僕は毎朝、祖父と漁に出た。そして、漁のイロハをしっかりと叩き込まれていった。
機械船が普及する中、祖父は頑なに手漕ぎの木造船だった。
必要以上には獲らない。自然への畏敬の念と感謝を忘れない。
僕はそういった漁師の心構えを叩き込まれた。
随分と後になってからの事だが、文豪ヘミングウェイの「老人と海」という本と出会った。
その物語に出てくる主人公は、正しく僕が神と崇める祖父の姿だった。
話を戻そう。漁には毎日出る。刺し網漁だ。
子供の僕にとっては重労働だったが、網を引き上げているうちに掛かった魚が見えてくると、腰の痛みも忘れて興奮した。

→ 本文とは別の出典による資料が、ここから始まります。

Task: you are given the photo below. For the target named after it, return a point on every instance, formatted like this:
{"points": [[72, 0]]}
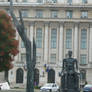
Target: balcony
{"points": [[46, 5], [81, 20]]}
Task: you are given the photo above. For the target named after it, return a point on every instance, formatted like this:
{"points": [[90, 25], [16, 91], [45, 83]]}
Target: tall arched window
{"points": [[19, 75]]}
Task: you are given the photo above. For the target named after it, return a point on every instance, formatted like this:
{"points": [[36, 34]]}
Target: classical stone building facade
{"points": [[57, 26]]}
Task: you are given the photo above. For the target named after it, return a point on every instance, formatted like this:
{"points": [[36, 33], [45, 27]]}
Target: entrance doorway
{"points": [[36, 77], [19, 75], [51, 76]]}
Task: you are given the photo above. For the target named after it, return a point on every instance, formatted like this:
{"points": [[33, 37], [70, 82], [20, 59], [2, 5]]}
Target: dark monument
{"points": [[70, 75]]}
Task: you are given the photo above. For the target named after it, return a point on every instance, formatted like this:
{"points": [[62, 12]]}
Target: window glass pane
{"points": [[84, 14], [54, 14], [39, 1], [83, 39], [53, 38], [82, 75], [53, 58], [23, 57], [84, 1], [69, 38], [69, 1], [38, 57], [54, 1], [22, 44], [24, 13], [39, 38], [83, 59], [24, 0], [39, 13], [69, 14]]}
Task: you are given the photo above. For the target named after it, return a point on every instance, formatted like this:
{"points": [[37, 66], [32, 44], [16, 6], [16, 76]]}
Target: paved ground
{"points": [[17, 90]]}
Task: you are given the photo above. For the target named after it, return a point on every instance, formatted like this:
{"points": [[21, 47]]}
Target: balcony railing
{"points": [[44, 5], [34, 19]]}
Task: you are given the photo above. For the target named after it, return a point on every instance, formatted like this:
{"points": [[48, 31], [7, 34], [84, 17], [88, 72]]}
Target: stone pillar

その日は大漁だった。大漁と言ってもたかが知れているのだが、とに角大漁だった
意気揚々と帰路に着く。祖父が僕に聞いた。
「はじめは漁師になりたいのか!?」
「うんっ!」
「そうか・・・」
「船を買う!」
「そうか・・・お前はもう、一人前の漁師たい!」
僕は天にも昇る思いだった。
尊敬する祖父が認めてくれた。これ以上の褒めことばはないだろう。